Saw this post comparing a chart of the dow in 1929 and 2009. There are some stark similarities. Whether this play out in 2010 would be very interesting. A retest and a break of the March 2009 low is a possibility.
I've been looking at the implied volatility (IV)levels of December versus January 2010. The IV levels are about 10% higher in January. This may be a signal that January will be more volatile than December. Normally, you would see a higher front month volatility than the back month. The quarterly OXP weeks tend to be more volatile. I have a RUT 620/630 Vertical call spread on, I'm hoping to exit it when RUT goes below 593 (which is near the week's pivot point).

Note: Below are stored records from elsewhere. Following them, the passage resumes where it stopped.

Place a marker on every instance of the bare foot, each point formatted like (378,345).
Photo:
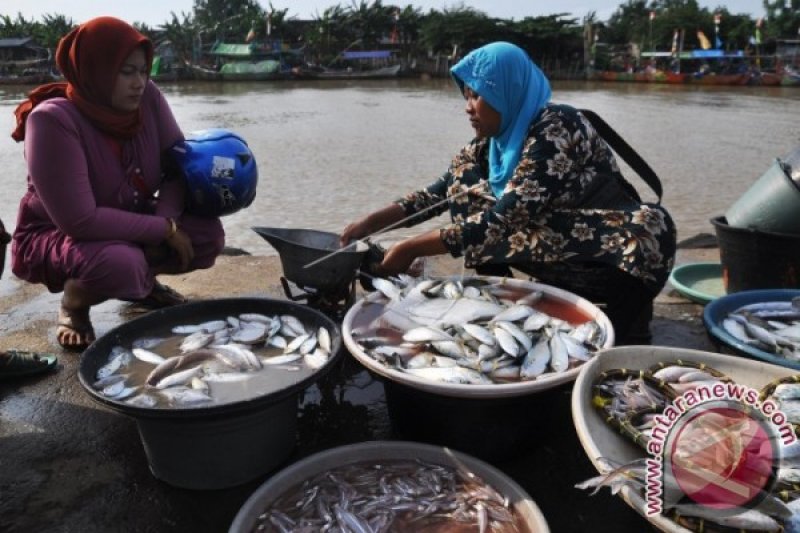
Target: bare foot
(74,330)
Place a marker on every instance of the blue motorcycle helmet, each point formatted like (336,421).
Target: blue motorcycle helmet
(220,172)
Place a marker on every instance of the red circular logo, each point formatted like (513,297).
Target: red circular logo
(723,456)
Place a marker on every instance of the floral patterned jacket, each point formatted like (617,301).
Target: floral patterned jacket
(549,210)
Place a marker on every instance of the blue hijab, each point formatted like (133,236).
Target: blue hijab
(503,75)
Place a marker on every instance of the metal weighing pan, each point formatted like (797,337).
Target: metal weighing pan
(299,247)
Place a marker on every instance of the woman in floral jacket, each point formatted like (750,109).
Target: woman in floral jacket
(537,190)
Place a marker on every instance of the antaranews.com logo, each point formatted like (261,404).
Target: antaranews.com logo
(718,446)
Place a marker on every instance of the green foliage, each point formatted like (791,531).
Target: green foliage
(370,23)
(47,33)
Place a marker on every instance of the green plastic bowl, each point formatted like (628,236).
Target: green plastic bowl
(699,282)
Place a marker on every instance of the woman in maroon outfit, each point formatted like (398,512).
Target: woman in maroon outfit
(100,219)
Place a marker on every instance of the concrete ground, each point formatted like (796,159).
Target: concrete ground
(69,464)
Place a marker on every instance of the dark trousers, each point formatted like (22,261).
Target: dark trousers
(626,301)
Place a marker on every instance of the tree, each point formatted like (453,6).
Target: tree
(230,20)
(782,22)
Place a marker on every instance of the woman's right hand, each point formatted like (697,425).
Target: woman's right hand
(182,245)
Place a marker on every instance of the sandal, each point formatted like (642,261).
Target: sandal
(161,296)
(19,363)
(73,324)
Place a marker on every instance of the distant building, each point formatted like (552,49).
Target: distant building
(21,55)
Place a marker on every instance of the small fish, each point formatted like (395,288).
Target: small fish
(147,356)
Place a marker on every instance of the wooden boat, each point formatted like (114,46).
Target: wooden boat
(659,76)
(350,74)
(27,79)
(718,79)
(790,78)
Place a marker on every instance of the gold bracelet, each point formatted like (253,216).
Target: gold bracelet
(173,228)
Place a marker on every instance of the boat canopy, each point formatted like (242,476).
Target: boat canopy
(367,54)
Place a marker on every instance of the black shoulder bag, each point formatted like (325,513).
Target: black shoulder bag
(608,194)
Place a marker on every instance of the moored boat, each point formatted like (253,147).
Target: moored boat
(346,74)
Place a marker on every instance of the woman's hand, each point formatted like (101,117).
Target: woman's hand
(180,242)
(401,256)
(354,231)
(375,221)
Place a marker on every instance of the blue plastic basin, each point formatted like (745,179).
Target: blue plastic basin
(716,311)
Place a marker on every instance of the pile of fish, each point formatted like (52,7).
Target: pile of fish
(180,369)
(630,400)
(471,331)
(391,496)
(772,327)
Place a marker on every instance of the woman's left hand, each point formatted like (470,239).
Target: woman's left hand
(401,256)
(398,259)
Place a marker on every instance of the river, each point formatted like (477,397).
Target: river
(331,151)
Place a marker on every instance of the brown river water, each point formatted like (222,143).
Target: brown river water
(331,151)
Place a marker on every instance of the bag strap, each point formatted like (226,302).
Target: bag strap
(628,154)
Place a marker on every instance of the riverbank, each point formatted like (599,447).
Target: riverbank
(68,464)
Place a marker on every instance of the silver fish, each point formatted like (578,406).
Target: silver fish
(147,356)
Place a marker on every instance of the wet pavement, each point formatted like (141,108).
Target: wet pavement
(70,464)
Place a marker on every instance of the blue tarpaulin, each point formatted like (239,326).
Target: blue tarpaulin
(371,54)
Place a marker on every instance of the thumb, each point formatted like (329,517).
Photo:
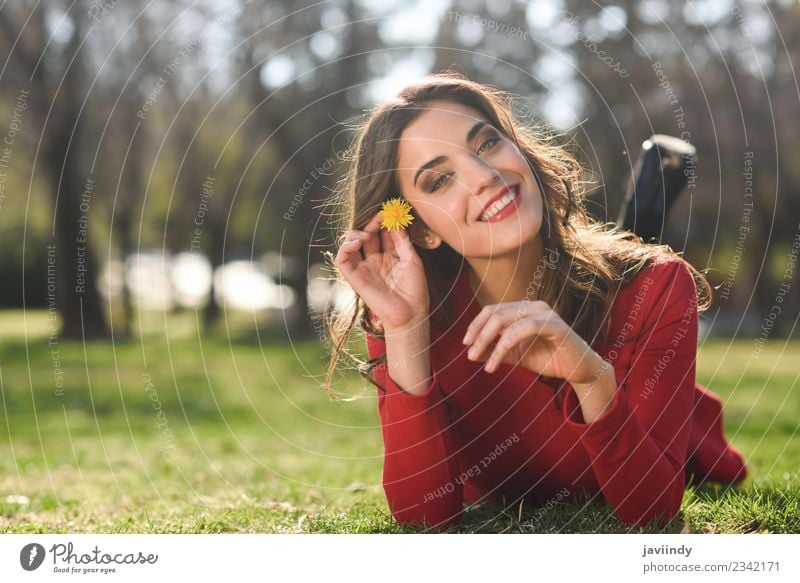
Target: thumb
(403,246)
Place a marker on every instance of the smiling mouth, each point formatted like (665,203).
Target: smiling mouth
(499,205)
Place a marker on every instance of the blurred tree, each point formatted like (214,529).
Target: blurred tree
(44,44)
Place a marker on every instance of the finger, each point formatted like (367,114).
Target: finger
(387,244)
(402,245)
(491,324)
(372,243)
(523,309)
(525,330)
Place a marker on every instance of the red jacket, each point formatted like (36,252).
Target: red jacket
(476,436)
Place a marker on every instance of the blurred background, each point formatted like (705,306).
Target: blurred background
(176,155)
(164,171)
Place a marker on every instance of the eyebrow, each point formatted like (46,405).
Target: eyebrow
(439,159)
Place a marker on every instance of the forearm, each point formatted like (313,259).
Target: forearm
(408,357)
(596,397)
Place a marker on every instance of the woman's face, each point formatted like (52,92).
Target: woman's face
(468,182)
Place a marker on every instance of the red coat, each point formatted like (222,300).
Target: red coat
(475,436)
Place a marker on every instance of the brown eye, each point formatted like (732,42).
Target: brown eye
(488,144)
(440,181)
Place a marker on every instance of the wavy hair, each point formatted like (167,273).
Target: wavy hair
(587,261)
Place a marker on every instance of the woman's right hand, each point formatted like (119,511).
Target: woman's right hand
(390,277)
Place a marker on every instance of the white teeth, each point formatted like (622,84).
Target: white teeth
(498,206)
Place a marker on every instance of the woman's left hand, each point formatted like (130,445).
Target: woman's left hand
(532,335)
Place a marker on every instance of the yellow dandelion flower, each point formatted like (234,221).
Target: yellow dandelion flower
(396,214)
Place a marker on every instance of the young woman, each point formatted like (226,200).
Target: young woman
(519,349)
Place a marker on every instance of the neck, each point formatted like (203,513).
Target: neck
(509,277)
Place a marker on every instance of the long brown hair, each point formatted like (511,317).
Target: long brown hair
(587,262)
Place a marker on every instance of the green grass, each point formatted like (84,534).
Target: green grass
(249,442)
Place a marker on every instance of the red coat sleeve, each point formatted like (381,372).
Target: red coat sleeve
(638,446)
(420,476)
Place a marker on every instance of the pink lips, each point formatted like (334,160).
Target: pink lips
(508,210)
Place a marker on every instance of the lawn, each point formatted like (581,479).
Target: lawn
(232,432)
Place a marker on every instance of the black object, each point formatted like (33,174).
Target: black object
(662,171)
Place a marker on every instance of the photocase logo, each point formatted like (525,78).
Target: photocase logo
(31,556)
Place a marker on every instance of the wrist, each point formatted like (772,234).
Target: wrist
(602,377)
(417,327)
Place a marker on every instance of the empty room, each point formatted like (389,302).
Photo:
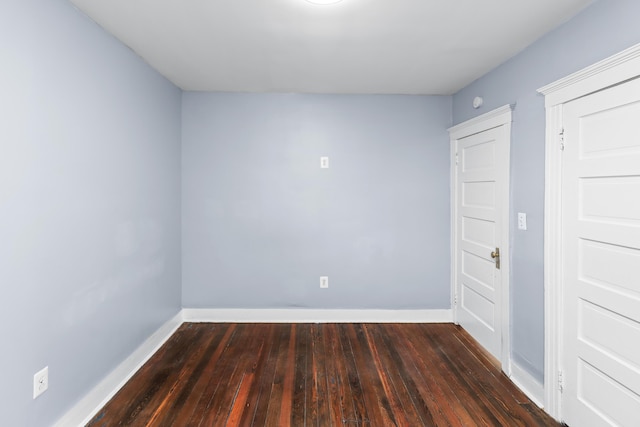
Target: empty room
(320,213)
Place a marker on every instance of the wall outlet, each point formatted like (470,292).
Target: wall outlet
(40,382)
(324,282)
(522,221)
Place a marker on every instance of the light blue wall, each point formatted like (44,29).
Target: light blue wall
(89,205)
(262,222)
(601,30)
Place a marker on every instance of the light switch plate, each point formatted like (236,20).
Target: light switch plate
(522,221)
(40,382)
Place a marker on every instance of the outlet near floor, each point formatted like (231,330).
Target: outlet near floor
(40,382)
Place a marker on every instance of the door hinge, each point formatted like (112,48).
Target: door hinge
(561,381)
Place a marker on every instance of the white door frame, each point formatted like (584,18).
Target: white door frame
(609,72)
(499,117)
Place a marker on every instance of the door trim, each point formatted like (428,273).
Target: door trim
(608,72)
(499,117)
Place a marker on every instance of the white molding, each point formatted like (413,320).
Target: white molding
(502,116)
(453,224)
(498,117)
(315,316)
(553,260)
(528,384)
(608,72)
(91,403)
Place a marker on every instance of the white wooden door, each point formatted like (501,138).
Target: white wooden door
(601,252)
(481,175)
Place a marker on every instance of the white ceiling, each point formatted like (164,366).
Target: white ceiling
(431,47)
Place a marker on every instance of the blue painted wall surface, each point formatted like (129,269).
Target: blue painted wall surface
(262,222)
(601,30)
(89,205)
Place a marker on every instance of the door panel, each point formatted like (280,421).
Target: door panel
(483,158)
(601,252)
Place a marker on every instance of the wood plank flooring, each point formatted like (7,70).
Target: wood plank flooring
(320,375)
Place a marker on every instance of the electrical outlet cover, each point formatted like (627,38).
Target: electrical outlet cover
(324,282)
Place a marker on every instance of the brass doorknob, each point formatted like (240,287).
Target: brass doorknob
(496,255)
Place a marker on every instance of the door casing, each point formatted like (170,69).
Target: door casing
(500,117)
(609,72)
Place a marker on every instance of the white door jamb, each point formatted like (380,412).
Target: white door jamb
(609,72)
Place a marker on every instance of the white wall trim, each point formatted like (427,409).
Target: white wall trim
(498,117)
(608,72)
(90,404)
(315,316)
(528,384)
(502,116)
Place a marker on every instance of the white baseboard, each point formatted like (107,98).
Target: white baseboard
(529,385)
(89,405)
(315,316)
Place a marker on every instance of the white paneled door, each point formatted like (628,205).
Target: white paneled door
(481,210)
(601,258)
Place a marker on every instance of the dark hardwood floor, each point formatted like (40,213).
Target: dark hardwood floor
(320,375)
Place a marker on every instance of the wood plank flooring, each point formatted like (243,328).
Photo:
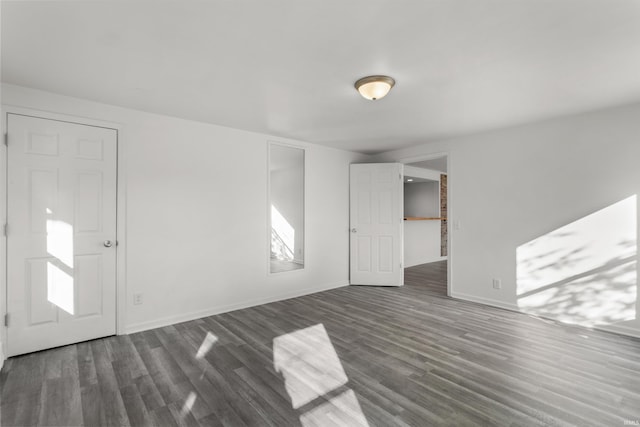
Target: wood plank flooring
(350,356)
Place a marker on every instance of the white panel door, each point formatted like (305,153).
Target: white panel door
(376,215)
(61,251)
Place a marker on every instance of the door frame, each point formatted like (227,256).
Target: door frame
(120,211)
(436,155)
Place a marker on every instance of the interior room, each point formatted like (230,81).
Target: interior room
(319,213)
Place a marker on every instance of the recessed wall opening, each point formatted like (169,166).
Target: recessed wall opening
(425,224)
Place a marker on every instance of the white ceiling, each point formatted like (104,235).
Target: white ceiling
(287,67)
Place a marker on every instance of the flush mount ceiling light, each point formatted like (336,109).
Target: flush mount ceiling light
(374,87)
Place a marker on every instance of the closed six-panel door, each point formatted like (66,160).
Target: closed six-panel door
(376,198)
(61,216)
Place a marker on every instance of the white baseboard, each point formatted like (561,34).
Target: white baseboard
(427,261)
(185,317)
(485,301)
(617,329)
(620,330)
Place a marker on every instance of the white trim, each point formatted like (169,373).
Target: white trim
(485,301)
(615,329)
(428,261)
(620,330)
(185,317)
(120,197)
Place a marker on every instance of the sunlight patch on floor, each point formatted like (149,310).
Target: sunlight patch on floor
(315,379)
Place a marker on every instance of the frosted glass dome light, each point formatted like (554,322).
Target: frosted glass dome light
(374,87)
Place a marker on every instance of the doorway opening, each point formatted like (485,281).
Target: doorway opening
(425,231)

I also saw this post that discusses the very important question of position sizes. The article discusses some important points about the amount of draw-down that is acceptable to you. In other words at what level of loss to your entire portfolio will you get uncomfortable. Something that I've heard from Scott Sheridan (thinkorswim) say was if you're having anxiety or can't sleep because of your open positions, then you're trading too big. You know that your trading size is appropriate when you are not affected emotionally if your open positions turn against you (big assumption is that your have your stop loss levels set). The article also discusses the classic see-saw affect of reward versus risk, which are inversely related. Part of the analysis has to do with your assumptions on the amount of gain and loss for each trade. That will also be a determinant in your position sizing.